The environment is seen as having a religious dimension that extends beyond its physical prognosis in Africa. This may issue from their profound sense of appreciation for the several services made by the environment and its resources in their everyday life activities. To the African, a greater spirit is always responsible for any good deed that’s extended to him/her. Thus, when s/he freely gets assistance to cater to his/her greatest needs of life like food, clothing, shelter, medicine, and recreation among others, s/he attaches spiritual value to its providers which are the environment and its resources.
The Africans don’t worship the surroundings as they would worship the highest spirit who’s at the apex of the belief systems, the Supreme Deity. But they treat the environment and its resources with deep awe and respect.
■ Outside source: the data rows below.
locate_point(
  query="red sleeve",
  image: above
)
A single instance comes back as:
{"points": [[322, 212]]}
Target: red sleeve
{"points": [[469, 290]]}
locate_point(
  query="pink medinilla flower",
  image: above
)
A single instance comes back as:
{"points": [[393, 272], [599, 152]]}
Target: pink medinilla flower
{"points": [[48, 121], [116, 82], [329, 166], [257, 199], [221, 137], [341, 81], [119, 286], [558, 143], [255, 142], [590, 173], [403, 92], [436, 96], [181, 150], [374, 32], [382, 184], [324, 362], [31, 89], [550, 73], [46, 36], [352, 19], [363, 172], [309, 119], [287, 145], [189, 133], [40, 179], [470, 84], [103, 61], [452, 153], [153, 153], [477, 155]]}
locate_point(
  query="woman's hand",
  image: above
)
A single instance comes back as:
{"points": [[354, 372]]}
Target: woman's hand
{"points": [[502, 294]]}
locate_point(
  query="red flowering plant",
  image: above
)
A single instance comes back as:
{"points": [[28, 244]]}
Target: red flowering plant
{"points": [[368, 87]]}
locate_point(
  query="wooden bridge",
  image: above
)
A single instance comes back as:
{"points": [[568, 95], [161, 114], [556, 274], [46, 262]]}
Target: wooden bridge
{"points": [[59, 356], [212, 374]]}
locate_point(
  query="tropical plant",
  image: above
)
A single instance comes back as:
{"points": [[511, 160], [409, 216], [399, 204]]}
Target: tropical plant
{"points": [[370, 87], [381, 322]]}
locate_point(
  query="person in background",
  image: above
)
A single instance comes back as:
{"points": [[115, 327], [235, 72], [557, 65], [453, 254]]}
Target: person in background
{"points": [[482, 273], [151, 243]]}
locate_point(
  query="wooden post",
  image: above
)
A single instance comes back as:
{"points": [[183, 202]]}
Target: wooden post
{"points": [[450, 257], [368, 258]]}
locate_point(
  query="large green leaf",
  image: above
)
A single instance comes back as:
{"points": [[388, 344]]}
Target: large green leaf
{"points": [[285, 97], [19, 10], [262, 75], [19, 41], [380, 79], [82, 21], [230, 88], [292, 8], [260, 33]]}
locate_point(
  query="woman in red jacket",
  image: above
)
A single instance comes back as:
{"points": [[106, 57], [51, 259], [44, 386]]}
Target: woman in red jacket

They believe that it is the Supreme Deity that has given these natural things in the environment as habitats for some soul beings sent as messengers to assist the human family in their dire situations. This belief is often referred to as Animism. Concerning great storms, the forests serve as wind holders to protect them from the anger of the storms. The leaves, stem, barks, and roots provide them with medicine to heal their ailments while the fruits offer them food. Following the performance of rituals and appeasing the spirits believed to be dwelling in the trees, a number of them are dropped and used for architectural and other utilitarian products. To the indigenous African, the products and services offered him/her by the plants, rivers and other items in the environment are the handiworks of the soul residing in them. Thus, it would be improper, or an act of disrespect and lack of appreciation to wantonly destroy these wonderful resources which have served them and pivoted their lifetime presence.
Out of terrific appreciation, they treat the earth and its natural resources with the greatest care and gentility. The rivers and water bodies aren’t defiled in any way whether by bathing in them, tainting its purity with menstruation blood, drowning someone dead inside, urinating or defecating in them or even using poisonous substances to fish in them. The water bodies have been seen as having souls residing in them and these spirits will be incensed and vouch their anger about offenders of those environmental malfeasances. This maintains the purity of the river bodies and the sustainable supply of its anthropogenic and ecological services. The rich abundance of biodiversity and their conservation in many areas in Africa is as a consequence of the religiosity view of the environment by the indigenous African.
What is the way forward with this sacrosanct view of the environment? Because of the influx of Western religion and schooling as well as globalization, many Africans who are influenced by these external factors, especially the youth, have dulled the high sense of spiritual values for the environment. This is adversely affecting the sustainability and conservation of the natural resources in the environment. However, in local communities in which this religiosity view of this environment remains high, the biodiversity resources are still intact and in their pristine state. This is largely as a result of the stringent sanctioning measures imposed by the traditional councils in the local communities comprising of the ruling chief and his cabinet of elders. Hence, the environmental agencies and ministries in Africa must permit the standard councils to operate in full abilities to enforce these cultural beliefs that protect the environment. They can achieve so by setting a legislation to beef up their powers to sanction culprits who participate in environmentally degrading activities which are seen as defying the sanctity and purity of the environment. Also, assistance concerning logistics to preserve and propagate this belief in animism has to be provided to help in the maintenance of the buoyancy of the environment and its essential resources.